From Density Functional Theory to Spin Hamiltonians: Magnetism in d5 Honeycomb Compound OsCl3

Abstract

Magnetism in strongly correlated honeycomb systems with d5 electronic configuration has garnered significant attention due to its potential to realize the Kitaev spin liquid state, characterized by exotic properties. However, real materials exhibit not only Kitaev exchange interactions but also other magnetic exchanges, which may drive the transition from a spin liquid phase to a long-range ordered ground state. This work focuses on modelling the effective spin Hamiltonian for two-dimensional (2D) honeycomb magnetic systems with d5 electronic configurations. The Hubbard-Kanamori (HK) Hamiltonian equipped with spin-orbit coupling and electron correlations is considered where onsite energies and hopping parameters, preserving the crystal symmetry, are extracted from the first principles Density functional theory (DFT) calculations. Exact diagonalization (ED) calculations for the HK Hamiltonian on a two-site cluster are performed to construct the effective magnetic Hamiltonian. The ground-state magnetic properties are explored using the semi-classical Luttinger-Tisza approach.
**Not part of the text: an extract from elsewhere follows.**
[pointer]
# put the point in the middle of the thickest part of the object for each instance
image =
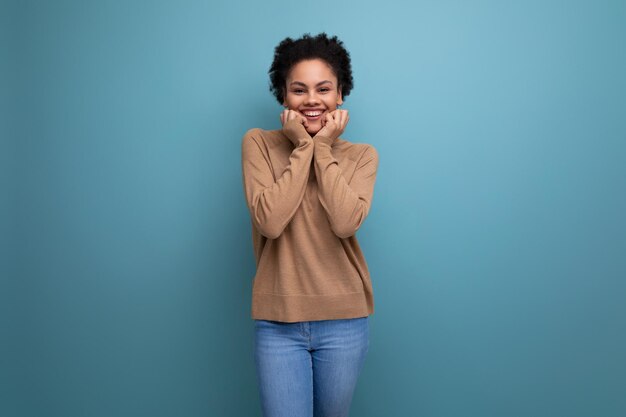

As a representative case, the magnetic ground state of the d5 honeycomb system OsCl3 is investigated, and the variation of magnetic exchange parameters with respect to the correlation strength (U) and Hund's coupling (JH) is analyzed. The magnetic ground state exhibits zigzag antiferromagnetic ordering for a chosen value of U and JH, consistent with DFT results. This study provides insight into the magnetism of OsCl3 and offers a computationally efficient alternative to traditional energy-based methods for calculating exchange interactions for strongly correlated systems.